„Nie byłem naprawdę w stanie pracować nad rzeczami, które musiałem poprawić”, żali się Fritz
Taylor Fritz nie zagra w drugim z rzędu finale ATP Finals. Wyeliminowany z turnieju już w fazie grupowej po porażce z Alexem De Minaurem, Amerykanin będzie mógł teraz cieszyć się kilkoma dniami urlopu, zanim rozpocznie okres przygotowań do sezonu 2026.
Fritz odpadł już w fazie grupowej Mastersa w Turynie. Finałista z zeszłego roku przeciwko Sinnerowi, Amerykanin, choć w dobrej pozycji, tym razem nie zdołał pokonać przeszkody, jaką była faza grupowa.

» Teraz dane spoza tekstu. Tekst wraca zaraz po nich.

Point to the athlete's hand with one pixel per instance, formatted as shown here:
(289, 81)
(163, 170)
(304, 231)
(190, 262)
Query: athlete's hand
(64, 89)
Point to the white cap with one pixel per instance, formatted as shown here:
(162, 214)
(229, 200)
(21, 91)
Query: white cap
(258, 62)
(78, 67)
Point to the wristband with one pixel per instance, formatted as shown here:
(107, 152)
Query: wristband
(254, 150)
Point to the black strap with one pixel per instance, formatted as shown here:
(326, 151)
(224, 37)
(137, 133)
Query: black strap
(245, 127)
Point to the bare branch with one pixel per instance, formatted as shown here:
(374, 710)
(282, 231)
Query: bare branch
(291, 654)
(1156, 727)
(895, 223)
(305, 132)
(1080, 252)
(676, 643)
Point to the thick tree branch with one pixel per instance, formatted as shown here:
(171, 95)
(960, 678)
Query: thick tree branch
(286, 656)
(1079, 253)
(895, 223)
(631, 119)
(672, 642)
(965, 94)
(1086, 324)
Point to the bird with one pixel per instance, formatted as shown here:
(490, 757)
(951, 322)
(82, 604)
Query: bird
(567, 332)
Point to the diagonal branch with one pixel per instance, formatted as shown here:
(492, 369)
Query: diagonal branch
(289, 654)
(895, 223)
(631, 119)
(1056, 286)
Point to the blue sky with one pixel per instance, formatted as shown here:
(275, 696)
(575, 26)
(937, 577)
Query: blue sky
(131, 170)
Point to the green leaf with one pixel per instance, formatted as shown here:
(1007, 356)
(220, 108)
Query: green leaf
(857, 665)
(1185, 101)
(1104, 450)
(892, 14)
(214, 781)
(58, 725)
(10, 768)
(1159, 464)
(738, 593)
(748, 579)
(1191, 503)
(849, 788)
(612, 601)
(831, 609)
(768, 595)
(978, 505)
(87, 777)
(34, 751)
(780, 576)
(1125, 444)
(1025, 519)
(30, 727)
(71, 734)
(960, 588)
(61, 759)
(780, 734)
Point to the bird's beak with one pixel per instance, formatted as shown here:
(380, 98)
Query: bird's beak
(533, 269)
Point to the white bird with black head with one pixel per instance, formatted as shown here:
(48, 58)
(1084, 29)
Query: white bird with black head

Mimo zwycięstwa nad Lorenzo Musettim w pierwszym meczu, później przegrał z Carlosem Alcarazem, a następnie z Alexem De Minaurem. Na konferencji prasowej po swojej porażce i eliminacji z turnieju, Fritz omówił mecz z Australijczykiem oraz sposób, w jaki planuje przygotowania na przyszły rok.
„Alex (De Minaur) to zawodnik, który porusza się bardzo dobrze, ale przeciwko mnie nie ma zwyczaju grać tak ofensywnie. Po prostu pokazał, że również potrafi być agresywny, wcześniej uderzać piłkę. Szczerze mówiąc, mój problem z prawym kolanem nie był dziś problemem.
Często, gdy mam mały dzień treningowy, nie muszę rozgrywać intensywnego meczu i mogę poprzestać na jednym dniu odpoczynku, mogę wrócić na kort bez zbytniego bólu. To będzie pierwszy prawdziwy przedsezon, jaki będę miał od prawdopodobnie trzech lub czterech lat, z co najmniej trzema tygodniami przygotowań.
Mam nadzieję, że uda mi się utrzymać zdrowie, aby móc trenować. Jednym z moich największych problemów w tym roku było to, że gdy nie grałem, nie byłem naprawdę w stanie pracować nad rzeczami, które musiałem poprawić.
Miałem wrażenie, że po prostu utrzymuję swój poziom, odpoczywam i staram się czuć zdrowo i sprawnie. Jest kilka pozytywów, które można wynieść, ale na razie czuję się naprawdę rozczarowany”, zapewniał Fritz dla Tennis Up To Date.